Sylvia Plath morreu prematuramente, aos 30 anos de idade, no auge de sua produção literária. Se considerarmos que há um dilema comum a todo poeta, que seria conseguir uma voz própria, “inconfundível e inovadora” por meio da linguagem ou “da prática textual”, como nos diz Rodrigo Garcia Lopes (2007), é válido identificarmos de que maneira a escrita plathiana tenta resolver esse dilema, uma vez que ele exige do(a) autor(a) o esforço para encontrar na linguagem a forma estética que representa a experiência/existência humana, suas contradições e suas relações com o mundo.
Aprisionamento doméstico
Ao examinar a poesia de Sylvia Plath, Jeannine Dobbs (1977) percebe a relação que a poetisa faz às alusões sobre casamento e maternidade. Para Dobbs, a norte-americana explora o que significa ser mulher em termos do conflito tradicional entre família e carreira, assim como outras escritoras contemporâneas. Segundo essa crítica literária, a poesia de Plath apresenta forte resistência com a perspectiva de aprisionamento doméstico como esposa e mãe.
Ainda de acordo com Dobbs, portanto, a vida doméstica parece ser preocupação fundamental nos poemas da escritora, que também apresentam doença, ferimento, tortura, loucura e morte. Ela lembra que a vida de Plath e das pessoas de seu convívio diário foi marcada por dramas: amputação da perna e depois morte do pai, úlcera crônica da mãe, morte da avó e seus próprios problemas de saúde.

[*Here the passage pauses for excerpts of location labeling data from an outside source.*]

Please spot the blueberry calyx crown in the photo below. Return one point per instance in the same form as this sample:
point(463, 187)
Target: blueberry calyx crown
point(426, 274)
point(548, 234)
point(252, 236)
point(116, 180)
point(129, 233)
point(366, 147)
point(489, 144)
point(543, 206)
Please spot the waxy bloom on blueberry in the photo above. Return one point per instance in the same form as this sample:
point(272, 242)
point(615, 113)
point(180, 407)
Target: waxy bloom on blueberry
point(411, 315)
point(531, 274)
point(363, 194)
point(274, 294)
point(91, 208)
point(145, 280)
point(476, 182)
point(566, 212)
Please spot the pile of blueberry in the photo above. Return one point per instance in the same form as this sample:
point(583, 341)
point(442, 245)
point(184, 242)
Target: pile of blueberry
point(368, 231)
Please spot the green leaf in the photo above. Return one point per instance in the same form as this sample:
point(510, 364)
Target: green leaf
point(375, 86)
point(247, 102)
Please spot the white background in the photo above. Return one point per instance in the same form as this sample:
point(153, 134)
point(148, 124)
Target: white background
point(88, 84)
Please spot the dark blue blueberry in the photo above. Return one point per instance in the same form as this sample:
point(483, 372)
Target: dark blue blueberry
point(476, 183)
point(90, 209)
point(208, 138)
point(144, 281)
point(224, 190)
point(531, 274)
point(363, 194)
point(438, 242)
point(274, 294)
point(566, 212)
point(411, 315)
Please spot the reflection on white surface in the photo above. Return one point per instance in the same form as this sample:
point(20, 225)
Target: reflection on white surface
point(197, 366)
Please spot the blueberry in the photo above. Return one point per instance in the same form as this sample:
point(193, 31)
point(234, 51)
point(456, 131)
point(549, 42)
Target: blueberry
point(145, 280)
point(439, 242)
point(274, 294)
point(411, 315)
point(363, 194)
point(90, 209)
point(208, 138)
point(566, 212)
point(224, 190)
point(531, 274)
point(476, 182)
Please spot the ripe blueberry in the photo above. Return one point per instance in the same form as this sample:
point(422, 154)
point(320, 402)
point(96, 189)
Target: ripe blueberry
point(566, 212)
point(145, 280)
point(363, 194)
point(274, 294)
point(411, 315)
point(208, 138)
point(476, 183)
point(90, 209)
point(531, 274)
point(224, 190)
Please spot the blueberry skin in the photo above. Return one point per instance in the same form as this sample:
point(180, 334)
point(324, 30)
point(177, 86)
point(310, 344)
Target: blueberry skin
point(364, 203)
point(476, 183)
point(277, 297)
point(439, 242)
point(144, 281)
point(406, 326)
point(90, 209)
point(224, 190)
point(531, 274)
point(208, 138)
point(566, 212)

Jeannine Dobbs aponta como exemplo da ambivalência da poetisa a personagem Esther, do romance The Bell Jar, único publicado pela escritora. A metáfora central do romance seria a representação literária deste dilema: carreira ou casamento:
Several incidents in The Bell Jar illustrate Plath’s linking of suffering and sin. Bad-girl Doreen flaunts her sexuality (and perhaps, in Esther Greenwood’s eyes, does worse) and gets drunk-sick… (…) Plath’s letters to her mother and her novel both make it explicitly clear that Plath was confused and frustrated by the necessity of defining herself as a woman3 (DOBBS, 1977, p. 11 e 12).

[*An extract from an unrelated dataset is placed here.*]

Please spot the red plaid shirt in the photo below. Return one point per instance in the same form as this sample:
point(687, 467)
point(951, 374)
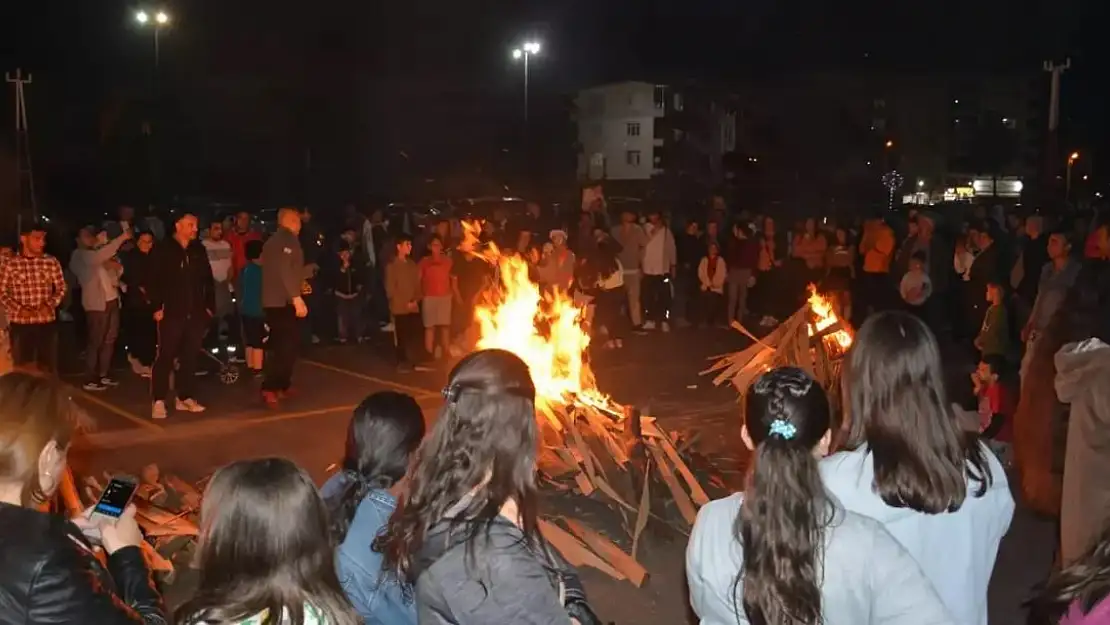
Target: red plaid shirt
point(31, 288)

Ainda no ensaio ‘Viciousness in the Kitchen’: Sylvia Plath’s Domestic Poetry, Dobbs comenta que – ao ingressar na universidade – Plath passou a ver a maternidade como uma maneira de ampliar a experiência da vida. Ela conheceu Ted Hughes em 1956, com quem casou-se e teve dois filhos: Frieda e Nicholas:
Plath’s work suggests that the attempt to resolve these feelings failed. Her suicide may have been, to some degree, a final acting out of her belief in punishment, vengeance, of the self on the self, for this failure4 (DOBBS, 1977, p. 3).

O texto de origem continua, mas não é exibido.